Asked about designing new characters, McGee described not knowing until after she’d started working on her designs that some of these were, in fact, superheroes. “Well, I guess I just re-designed that person,” she quipped with a laugh. She draws digitally now, which is great for fixing things, for instance a book where she had done all the art as fall/winter scenes, only to find out later that, oops, it was set in the summer!
Many aspiring artists and voice actors were in the crowd, so both women briefly explained the audition process for their respective roles. Strong encouraged people who want to do voice acting to take classes; acting, scene study, improv, singing… basically every class relating to training your voice and learning about character development. She also vehemently emphasized that you should never, never, never pay to audition. McGee, and other artists, have a slightly different audition process, which generally involves being sent a sample snippet of a script and drawing it, or sometimes they’re asked to draw a specific character.

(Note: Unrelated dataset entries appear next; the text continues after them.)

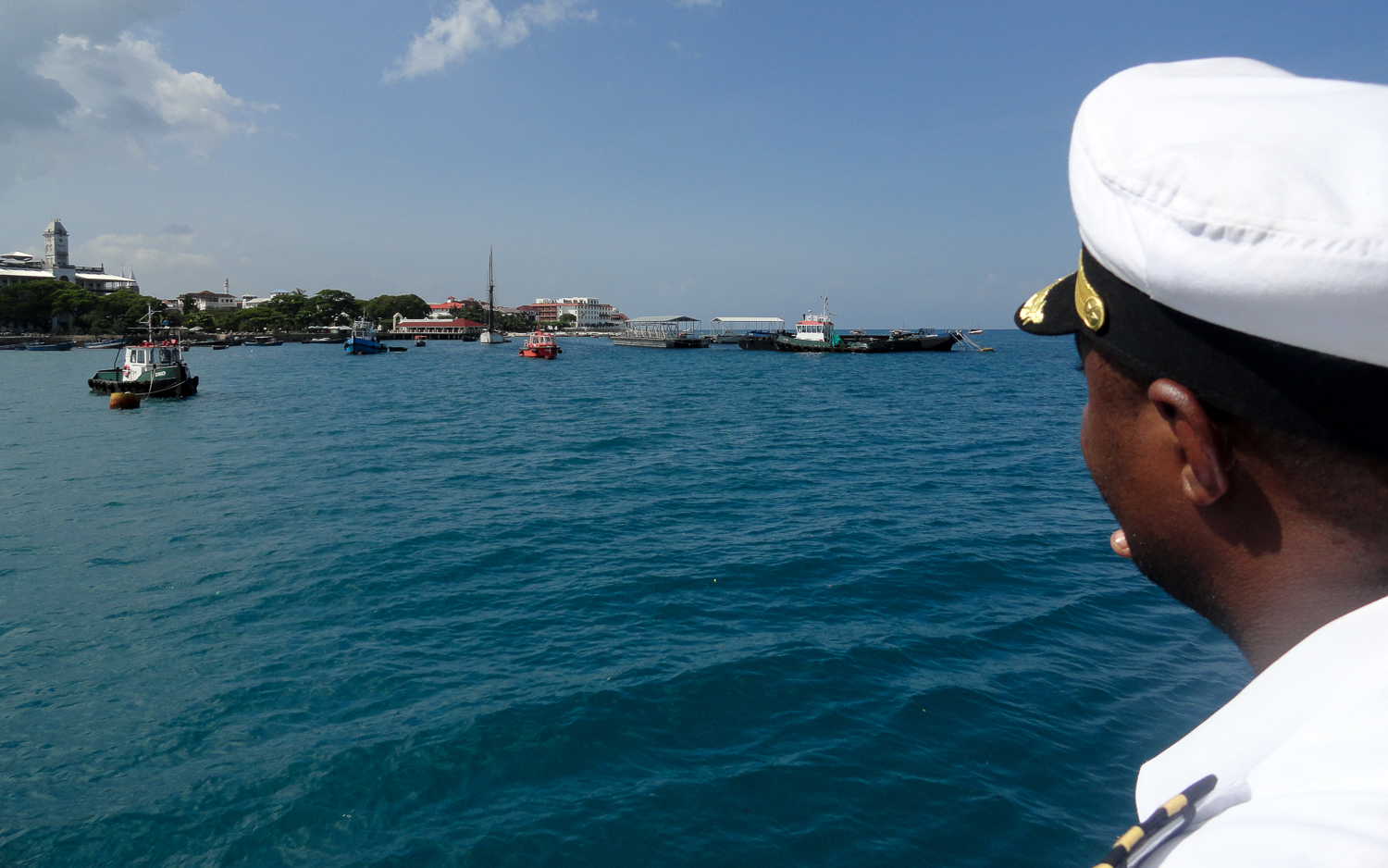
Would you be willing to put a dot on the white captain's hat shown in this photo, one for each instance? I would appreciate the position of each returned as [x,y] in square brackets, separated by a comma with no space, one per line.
[1235,238]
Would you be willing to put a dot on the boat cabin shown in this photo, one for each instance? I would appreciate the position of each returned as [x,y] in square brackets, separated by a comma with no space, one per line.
[152,360]
[813,328]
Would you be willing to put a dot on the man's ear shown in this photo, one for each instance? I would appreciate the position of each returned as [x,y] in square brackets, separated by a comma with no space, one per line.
[1202,443]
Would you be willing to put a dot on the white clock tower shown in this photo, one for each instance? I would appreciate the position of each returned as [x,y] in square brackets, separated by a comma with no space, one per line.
[56,244]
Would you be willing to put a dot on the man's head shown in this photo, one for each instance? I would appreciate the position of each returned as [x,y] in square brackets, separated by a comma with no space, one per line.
[1232,314]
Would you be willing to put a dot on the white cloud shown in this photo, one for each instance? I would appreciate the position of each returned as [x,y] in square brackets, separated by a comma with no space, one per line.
[169,250]
[128,92]
[75,83]
[477,24]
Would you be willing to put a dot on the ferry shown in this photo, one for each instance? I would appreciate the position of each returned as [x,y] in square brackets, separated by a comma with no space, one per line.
[149,366]
[815,333]
[363,341]
[541,344]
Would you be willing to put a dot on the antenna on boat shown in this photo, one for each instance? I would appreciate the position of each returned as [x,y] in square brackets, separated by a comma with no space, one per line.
[491,289]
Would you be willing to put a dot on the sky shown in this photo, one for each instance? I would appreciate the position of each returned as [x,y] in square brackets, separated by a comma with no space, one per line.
[696,157]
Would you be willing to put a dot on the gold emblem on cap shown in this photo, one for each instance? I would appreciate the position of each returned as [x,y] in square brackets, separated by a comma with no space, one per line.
[1087,302]
[1033,311]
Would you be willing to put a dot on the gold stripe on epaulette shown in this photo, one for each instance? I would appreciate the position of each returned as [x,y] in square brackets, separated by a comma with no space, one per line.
[1176,804]
[1130,837]
[1087,302]
[1033,311]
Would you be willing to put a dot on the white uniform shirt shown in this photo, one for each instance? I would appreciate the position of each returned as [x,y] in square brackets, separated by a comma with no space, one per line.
[1301,756]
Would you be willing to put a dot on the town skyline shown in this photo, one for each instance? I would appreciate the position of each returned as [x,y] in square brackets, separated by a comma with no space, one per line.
[700,157]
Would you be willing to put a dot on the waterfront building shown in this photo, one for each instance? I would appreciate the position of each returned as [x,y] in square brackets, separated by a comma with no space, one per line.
[588,313]
[438,328]
[449,310]
[218,302]
[19,267]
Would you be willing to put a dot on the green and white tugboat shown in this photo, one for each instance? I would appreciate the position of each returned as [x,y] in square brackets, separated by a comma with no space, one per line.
[150,364]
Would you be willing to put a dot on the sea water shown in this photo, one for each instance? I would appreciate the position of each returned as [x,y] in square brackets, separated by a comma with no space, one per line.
[629,607]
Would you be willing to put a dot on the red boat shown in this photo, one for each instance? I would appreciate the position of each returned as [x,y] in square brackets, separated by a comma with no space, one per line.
[540,344]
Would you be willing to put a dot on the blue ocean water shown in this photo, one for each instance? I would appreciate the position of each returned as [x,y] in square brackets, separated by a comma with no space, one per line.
[630,607]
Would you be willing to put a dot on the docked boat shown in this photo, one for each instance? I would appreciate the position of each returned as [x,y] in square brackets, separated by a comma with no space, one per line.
[815,333]
[149,366]
[541,344]
[491,335]
[363,341]
[760,341]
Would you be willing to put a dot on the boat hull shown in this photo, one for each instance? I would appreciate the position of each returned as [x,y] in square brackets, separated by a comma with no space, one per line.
[164,382]
[665,343]
[363,346]
[911,343]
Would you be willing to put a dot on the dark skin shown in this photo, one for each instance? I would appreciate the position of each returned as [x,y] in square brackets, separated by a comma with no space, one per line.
[1212,523]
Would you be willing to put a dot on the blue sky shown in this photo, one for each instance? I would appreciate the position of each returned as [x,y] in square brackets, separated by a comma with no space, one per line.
[708,158]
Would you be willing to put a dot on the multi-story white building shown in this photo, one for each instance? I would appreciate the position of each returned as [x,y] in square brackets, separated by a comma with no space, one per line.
[588,313]
[19,267]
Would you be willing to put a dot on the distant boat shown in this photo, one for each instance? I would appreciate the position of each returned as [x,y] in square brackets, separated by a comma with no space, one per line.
[363,341]
[541,344]
[815,333]
[491,335]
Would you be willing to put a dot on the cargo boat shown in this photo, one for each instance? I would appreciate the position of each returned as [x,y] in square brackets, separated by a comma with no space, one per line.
[815,333]
[363,341]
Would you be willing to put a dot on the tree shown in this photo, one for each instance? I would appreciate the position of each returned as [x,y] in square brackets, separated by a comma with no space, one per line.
[332,307]
[118,311]
[28,305]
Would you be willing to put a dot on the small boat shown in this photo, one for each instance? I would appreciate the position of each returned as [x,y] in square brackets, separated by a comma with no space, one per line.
[149,366]
[760,341]
[540,344]
[363,341]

As there is always a connection in entertainment and politics, that landscape, and how it shapes the way both women not only view the world, but their work, was a hot topic. “I was never political, until I was infuriated,” noted Strong, while encouraging others to get involved if something moves them, to not be afraid to speak up. “I think we’re stronger together.” McGee added that while some negative voices are getting louder, but “we have to drown them out. There’s room for everybody.”
An anecdote shared by Strong, which demonstrated her commitment to anti-bullying and raising up voices that are often quashed, was about a time on set where there was an off-handed “joke” at the expense of a fat woman. Rather than let it go, she requested they change what would have been a cruel moment into something else, and thankfully, the writers agreed.
“Adding diverse characters make your comics more interesting,” McGee said, as she was talking about Dodge City, which has a main character who speaks Spanish, which they don’t always translate, and also has a deaf character. She loves getting to draw people learning sign language.
A last question for Strong was about if she ever forgets voices, because she’s done so many. The studio keeps clips, so actors can recall what they want each to sound like, she says, but if it’s a character you’ve done for a long time, she says you won’t forget. “Once you create a character, they live up in your brain, and come down to play when it’s their turn.”